Bespoke. For men who care about fashion, it’s an almost magical word, one that conjures up images of sophisticated gentlemen discussing the virtues ofvarious cuts and cloths over cups of warm tea and a tailor’s measuring tape.
For them – for us – a perfectly proportioned suit, hand-cut and sewn to complement the unique forms of our imperfect bodies, is one of the great luxuries in life that comes with a price tag to match.
But now, thanks to the miracles of globalization, I can have that experience – or so I am informed by the mass email that appears in my inbox every three months or so – right here in Edmonton. Better still, I don’t have to part with one of my kidneys to pay for it. A bespoke suit for under $600? Seems too good to be true.

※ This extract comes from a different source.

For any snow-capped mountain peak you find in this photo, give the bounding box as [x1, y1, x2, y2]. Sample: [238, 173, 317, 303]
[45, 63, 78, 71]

I’d resisted the grammatically-challenged entreaties from Hiras for months on those grounds. After all, first-class tailoring at coach prices belongs in the same category as eat-what-you-want diets and risk-free investments – oxymoronic traps for the gullible and the naive. But eventually my curiosity took over, and I ended up in an eighth-floor hotel room at the Holiday Inn Express. It felt more like I was about to buy a black-market stereo or conduct a drug deal than get fitted for a fine piece of clothing. It didn’t help that the man I was meeting was named Sham.
While I pride myself on being a smart consumer, it took less than five minutes for Sham to move me away from the $579 price point featured so prominently in the promotional materials. “Too light for Edmonton’s climate,” he said. I ended up with a rich navy fabric with a windowpane pattern that would cost me closer to $1,000.
I was confident that the suit would fit properly given that Sham had spent a solid 15 minutes taking measure of every conceivable aspect and angle of my body. He even took a series of pictures, posing me against a wall in the room’s foyer and capturing my posture with a point-and-shoot camera in a scene that could have been mistaken for a casting call for a low-budget porn flick.
But for all the careful measurements that my tailor took (and all the reassurances he offered that the suit would actually conform to them), there was something unmistakably askew, like I’d entered the tailoring world’s version of the uncanny valley. Hiras is a Hong Kong-based business that’s been sending tailors around the world for 50 years – at least, that’s what its website says – but it felt like it hadn’t updated its business practices much since it got started; for example, I was billed in Hong Kong dollars, and my credit card was processed using a manual imprint machine the likes of which I hadn’t seen in many years. It all felt like a historical re-enactment of a commercial transaction rather than the real thing happening in real time.
For the purposes of comparison, and because I’m a clotheshorse, I decided to buy another suit from a different company. Suitsupply is a Dutch operation that’s hugely popular in Europe and recently moved into the North American market. I decided to give it a try after reading positive reviews, including one by the Wall Street Journal, and found that its $639 Sienna line was similar in quality to a $3,000-plus Armani offering.
The suit arrived in less than a week, and while I was getting dinged more than $60 for the shipping on my Hiras suit, this one didn’t cost me anything extra. And I was free to return it at no cost to me if I didn’t like it. Best of all, it cost me less than half of what I’d paid for the Hiras suit that had yet to arrive.
When it did, I took both suits to Junko Daraseng, who runs a shop called Tony the Tailor on 104 Street and 102 Avenue.
“It’s not the worst I’ve seen,” said her son Alex – who’s seen plenty of made-to-measure suits come through the shop – of the Hiras suit. His mother was a bit more circumspect, but eventually her eye for detail overtook her commercially-informed tact and she started pointing out the flaws that she saw. The pick stitching on the lapel was too conspicuous for her taste, the boutonnire hole on the lapel was crooked, both the sleeves and the pant legs were uneven, the interior lining wasn’t finished properly at the point where it meets the rest of the coat and there was an aborted button hole.
The Suitsupply suit wasn’t perfect either, Junko said. The shoulders were a bit too big, and there was a tuft of extra fabric at the back near the armholes. But it’s a decent suit, she said, and the fact that it’s made from a thicker wool masked the weaknesses in its construction.
The Hiras suit’s thinner fabric, on the other hand, magnified its flaws. However, no amount of fabric could mask the misspelling of my name, otherwise thoughtfully stitched into the lining of the inside jacket.